Information Processing - Working Memory
Information Processing (also called Working Memory) refers to our ability to make sense of the information that pours into our brains via attention and sensory mechanisms.
Many different skills are involved, including:
Speed of thinking is the rate at which information can be taken in processed, and then acted upon – ‘how fast the cogs turn.’
Capacity of thinking is the amount of information that can be taken in during any one sitting – whether you’re ‘firing on all cylinders’ or just one cylinder.
Abstracting is the ability to think in an abstract, non-concrete way: to think of something without it being placed in front of you and make links between different things or events.

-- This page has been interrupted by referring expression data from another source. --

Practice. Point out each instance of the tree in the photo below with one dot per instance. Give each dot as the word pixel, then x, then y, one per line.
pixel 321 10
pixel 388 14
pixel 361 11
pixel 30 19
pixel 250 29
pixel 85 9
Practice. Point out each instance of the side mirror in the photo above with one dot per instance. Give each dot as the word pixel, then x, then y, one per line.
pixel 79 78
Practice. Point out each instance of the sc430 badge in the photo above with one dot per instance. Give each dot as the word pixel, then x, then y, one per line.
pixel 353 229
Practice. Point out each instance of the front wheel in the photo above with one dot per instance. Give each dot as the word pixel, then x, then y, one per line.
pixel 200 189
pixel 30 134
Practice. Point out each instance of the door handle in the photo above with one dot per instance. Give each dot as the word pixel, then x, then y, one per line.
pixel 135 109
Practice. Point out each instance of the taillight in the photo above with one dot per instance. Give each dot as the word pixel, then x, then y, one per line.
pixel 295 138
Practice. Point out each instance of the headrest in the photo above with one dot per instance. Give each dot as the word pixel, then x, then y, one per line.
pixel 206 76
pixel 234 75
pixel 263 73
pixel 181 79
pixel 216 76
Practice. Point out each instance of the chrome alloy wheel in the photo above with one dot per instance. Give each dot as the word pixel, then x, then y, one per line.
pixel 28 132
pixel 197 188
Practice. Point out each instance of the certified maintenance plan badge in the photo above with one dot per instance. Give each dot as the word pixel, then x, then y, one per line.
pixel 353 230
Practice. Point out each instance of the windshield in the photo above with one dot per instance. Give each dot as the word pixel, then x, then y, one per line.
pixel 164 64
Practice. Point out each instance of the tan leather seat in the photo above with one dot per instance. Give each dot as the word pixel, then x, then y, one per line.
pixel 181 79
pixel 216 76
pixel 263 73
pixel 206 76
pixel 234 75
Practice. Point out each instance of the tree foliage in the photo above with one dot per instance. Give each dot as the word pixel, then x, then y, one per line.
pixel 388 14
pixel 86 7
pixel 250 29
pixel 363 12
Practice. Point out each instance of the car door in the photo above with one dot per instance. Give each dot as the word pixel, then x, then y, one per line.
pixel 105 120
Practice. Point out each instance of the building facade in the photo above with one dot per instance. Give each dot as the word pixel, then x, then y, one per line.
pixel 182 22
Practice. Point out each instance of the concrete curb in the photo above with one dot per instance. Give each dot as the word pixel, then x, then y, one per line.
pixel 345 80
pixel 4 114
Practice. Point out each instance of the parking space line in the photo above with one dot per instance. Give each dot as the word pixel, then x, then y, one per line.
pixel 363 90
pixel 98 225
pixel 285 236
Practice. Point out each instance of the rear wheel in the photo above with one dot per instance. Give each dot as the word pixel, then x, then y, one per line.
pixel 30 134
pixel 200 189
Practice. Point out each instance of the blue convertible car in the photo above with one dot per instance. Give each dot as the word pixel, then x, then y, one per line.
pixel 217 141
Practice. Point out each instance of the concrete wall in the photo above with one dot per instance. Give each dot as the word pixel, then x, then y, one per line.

Organization skills are many ways the brain organizes information, including matching, discriminating, sequencing, grouping, categorizing, and ordering.
Conscious vs. Automatic Processing
As we become familiar with a task, it becomes automatic (e.g., driving). While we learn a new task, we often have to think about it consciously, but as we develop skill at the task, we seem to carry it out automatically. This “automatization” frees up our attention capacity to focus it on other novel tasks and situations. Once we become proficient at driving a car, we can drive and listen to the radio or have a conversation simultaneously. If this movement from conscious to automatic did not happen, we would quickly become overloaded by the demands of life. Following brain injury, it seems that many of those skills that functioned on an automatic level now operate on a conscious level – more slowly and with more effort. So, after brain injury, many people reach a point of information overload much quicker.